Walk around your house, room by room, making note of things that you notice right away need to be addressed:

  • Outlets. You can buy these nice outlet covers on Amazon. They allow you to slid the cover over to plug in your cord. These are nice compared to the old plastic covers you’d have to take out and keep track of while using an outlet.
  • Coffee tables. Babies and toddlers are the same level as low surfaces. As they crawl around and learn to walk, they will inevitably stumble. So it’s important to make sure all sharp corners have a cover to protect against hurting your baby’s head.
  • Drawers and Cabinets. Kids are curious and like to get into everything. Make sure you have some type of guard or lock. If your child risks getting into a cabinet or drawer, they may access something sharp, risk objects falling on them, or worse.
  • Stairs. The easiest way to keep your child safe is to put up a baby gate. Keep in mind you might have to put on the top and bottom of the staircase depending on how your home is set up.
  • Guard up. Put a guard or shield up in front of your fire place so your child can’t get close and burn themselves.
  • Shades. Invest in cordless blinds or shades for your windows. This way your child doesn’t have access to a cord and accidently get wrapped up in it.

These are usually the tasks that come to mind immediately when you think about what you need to babyproof around your home. Here are things in each room you may not have thought of already.

The Bathroom

  • The toilet. It’s easy for a child to try and lift up the lid. Not so easy for them to gently put it down. Purchase a toilet lid lock for each bathroom. This device helps keep your child safe and keeps them from accidently putting any toys or other items in there that could mess up your plumbing.
  • Don’t ever leave your child alone in the tub.
  • Keep your medicines and cleaning supplies on high shelves and out of your child’s reach.
  • Check the bath water temperature with a thermometer so you don’t burn your baby.

The Kitchen

  • The bottom shelves best hold things that are safe for your baby to find, like pots and pans, paper products, and plastic containers.
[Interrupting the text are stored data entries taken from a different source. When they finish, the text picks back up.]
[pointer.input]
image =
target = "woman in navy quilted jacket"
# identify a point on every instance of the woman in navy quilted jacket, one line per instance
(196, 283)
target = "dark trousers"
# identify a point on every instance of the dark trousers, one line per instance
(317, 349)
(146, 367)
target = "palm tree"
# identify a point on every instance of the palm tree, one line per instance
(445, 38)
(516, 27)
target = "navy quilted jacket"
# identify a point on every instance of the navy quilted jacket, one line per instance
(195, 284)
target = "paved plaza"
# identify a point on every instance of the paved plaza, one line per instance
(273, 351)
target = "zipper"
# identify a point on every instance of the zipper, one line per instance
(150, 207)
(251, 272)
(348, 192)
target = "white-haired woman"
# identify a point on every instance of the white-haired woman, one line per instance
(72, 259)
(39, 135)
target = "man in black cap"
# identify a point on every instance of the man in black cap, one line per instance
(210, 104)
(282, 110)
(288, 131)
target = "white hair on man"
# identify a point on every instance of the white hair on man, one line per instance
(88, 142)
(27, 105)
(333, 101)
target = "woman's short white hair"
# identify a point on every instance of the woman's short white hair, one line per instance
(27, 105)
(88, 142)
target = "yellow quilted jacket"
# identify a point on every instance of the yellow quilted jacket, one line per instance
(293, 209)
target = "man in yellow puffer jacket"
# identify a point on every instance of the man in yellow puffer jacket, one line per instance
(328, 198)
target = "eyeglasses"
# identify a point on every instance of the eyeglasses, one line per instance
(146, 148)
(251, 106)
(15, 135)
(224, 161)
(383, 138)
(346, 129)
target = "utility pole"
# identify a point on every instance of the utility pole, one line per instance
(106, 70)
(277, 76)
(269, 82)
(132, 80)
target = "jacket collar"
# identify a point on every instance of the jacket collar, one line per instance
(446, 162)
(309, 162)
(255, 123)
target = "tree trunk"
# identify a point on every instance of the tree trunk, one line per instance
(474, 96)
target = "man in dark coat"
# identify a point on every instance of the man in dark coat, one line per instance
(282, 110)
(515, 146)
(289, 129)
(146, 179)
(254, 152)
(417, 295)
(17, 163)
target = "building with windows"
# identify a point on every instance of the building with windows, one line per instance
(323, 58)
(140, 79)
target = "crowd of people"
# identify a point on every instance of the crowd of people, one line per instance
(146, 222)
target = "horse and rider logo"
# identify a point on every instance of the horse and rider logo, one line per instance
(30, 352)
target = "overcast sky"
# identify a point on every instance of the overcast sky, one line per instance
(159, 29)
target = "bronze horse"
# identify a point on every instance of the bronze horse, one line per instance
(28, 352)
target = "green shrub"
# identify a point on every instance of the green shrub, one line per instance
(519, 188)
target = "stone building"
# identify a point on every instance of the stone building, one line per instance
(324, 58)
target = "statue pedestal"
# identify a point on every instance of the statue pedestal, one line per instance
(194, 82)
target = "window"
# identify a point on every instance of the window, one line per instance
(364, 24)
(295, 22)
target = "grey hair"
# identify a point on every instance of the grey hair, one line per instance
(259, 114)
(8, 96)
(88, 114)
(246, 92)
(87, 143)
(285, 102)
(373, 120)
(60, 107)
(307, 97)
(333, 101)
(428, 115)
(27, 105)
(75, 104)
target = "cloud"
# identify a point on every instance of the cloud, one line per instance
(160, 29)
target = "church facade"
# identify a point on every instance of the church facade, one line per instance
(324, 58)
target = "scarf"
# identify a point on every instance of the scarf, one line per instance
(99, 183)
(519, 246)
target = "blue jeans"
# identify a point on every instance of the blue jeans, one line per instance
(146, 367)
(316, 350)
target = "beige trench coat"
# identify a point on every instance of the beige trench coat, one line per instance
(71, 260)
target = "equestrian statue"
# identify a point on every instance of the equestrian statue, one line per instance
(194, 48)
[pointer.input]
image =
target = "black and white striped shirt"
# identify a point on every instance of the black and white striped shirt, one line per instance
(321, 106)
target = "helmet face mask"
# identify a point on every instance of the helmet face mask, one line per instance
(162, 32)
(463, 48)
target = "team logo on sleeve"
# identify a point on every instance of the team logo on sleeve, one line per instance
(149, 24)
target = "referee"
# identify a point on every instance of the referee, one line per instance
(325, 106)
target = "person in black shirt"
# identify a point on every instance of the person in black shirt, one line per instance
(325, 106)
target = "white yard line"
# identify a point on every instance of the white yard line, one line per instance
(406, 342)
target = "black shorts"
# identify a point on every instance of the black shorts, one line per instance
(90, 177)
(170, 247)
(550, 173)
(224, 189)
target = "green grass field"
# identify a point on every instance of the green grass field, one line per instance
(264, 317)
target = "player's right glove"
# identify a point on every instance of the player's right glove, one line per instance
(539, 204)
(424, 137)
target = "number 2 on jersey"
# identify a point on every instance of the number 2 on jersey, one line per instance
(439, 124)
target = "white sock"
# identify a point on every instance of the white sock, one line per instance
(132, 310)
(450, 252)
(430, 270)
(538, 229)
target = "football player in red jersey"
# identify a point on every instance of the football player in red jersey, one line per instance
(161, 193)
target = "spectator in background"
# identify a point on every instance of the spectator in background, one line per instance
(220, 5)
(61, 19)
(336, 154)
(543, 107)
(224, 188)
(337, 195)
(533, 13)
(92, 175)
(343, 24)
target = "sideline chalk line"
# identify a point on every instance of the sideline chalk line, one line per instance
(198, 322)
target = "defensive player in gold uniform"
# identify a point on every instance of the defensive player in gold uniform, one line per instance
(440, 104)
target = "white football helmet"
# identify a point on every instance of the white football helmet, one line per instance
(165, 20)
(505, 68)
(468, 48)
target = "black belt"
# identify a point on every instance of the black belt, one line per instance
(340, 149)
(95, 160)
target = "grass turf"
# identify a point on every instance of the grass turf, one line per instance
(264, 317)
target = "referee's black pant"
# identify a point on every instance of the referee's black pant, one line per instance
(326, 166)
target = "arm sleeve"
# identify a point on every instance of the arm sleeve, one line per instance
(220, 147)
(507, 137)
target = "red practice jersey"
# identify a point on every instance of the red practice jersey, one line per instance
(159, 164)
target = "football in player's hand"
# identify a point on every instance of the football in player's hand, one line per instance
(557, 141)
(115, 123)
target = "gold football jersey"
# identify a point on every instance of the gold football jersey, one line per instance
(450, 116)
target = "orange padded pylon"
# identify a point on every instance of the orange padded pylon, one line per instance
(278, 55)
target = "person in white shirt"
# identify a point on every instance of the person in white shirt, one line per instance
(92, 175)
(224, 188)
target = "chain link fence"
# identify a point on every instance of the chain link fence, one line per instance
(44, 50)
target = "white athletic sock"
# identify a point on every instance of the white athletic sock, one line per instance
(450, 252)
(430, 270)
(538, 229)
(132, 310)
Move your chemicals and cleaning agents to a higher shelf.
  • Nonskid pads. If you have a rug in your kitchen, you’ll want to put a non-skid pad underneath your rug. If your little one is crawling or runs across it, the rug won’t slip out from under them.
  • Magnets. Magnets are a choking hazard. So it’s a good idea to keep them higher up on your fridge and out of reach.
  • Have a pet? Move their uneaten food out of your child’s reach, and clean up any kibble on the floor. These small food pieces are a choking hazard.
  • Put latches on the side of your oven. You don’t want your child to reach up and use their weight to pull the door down. Regardless of whether the oven is hot or not, this kitchen appliance is dangerous.

The Nursery

  • The U.S. government made drop cribs illegal. You want to make sure your crib slats are 2 3/8 inches (or less) apart.
  • Empty the crib. Take out blankets, pillows, and stuffed animals. SIDS (Sudden Infant Death Syndrome) is less likely to happen in an empty crib. Make sure your child is also sleeping on their back.
  • Once your baby is old enough to stand up, take down any hanging mobile you have. They can pull on this and choke on the toys.
  • Keep their toys in an open box. Just like the toilet, you don’t want the toy lid to slam on their fingers.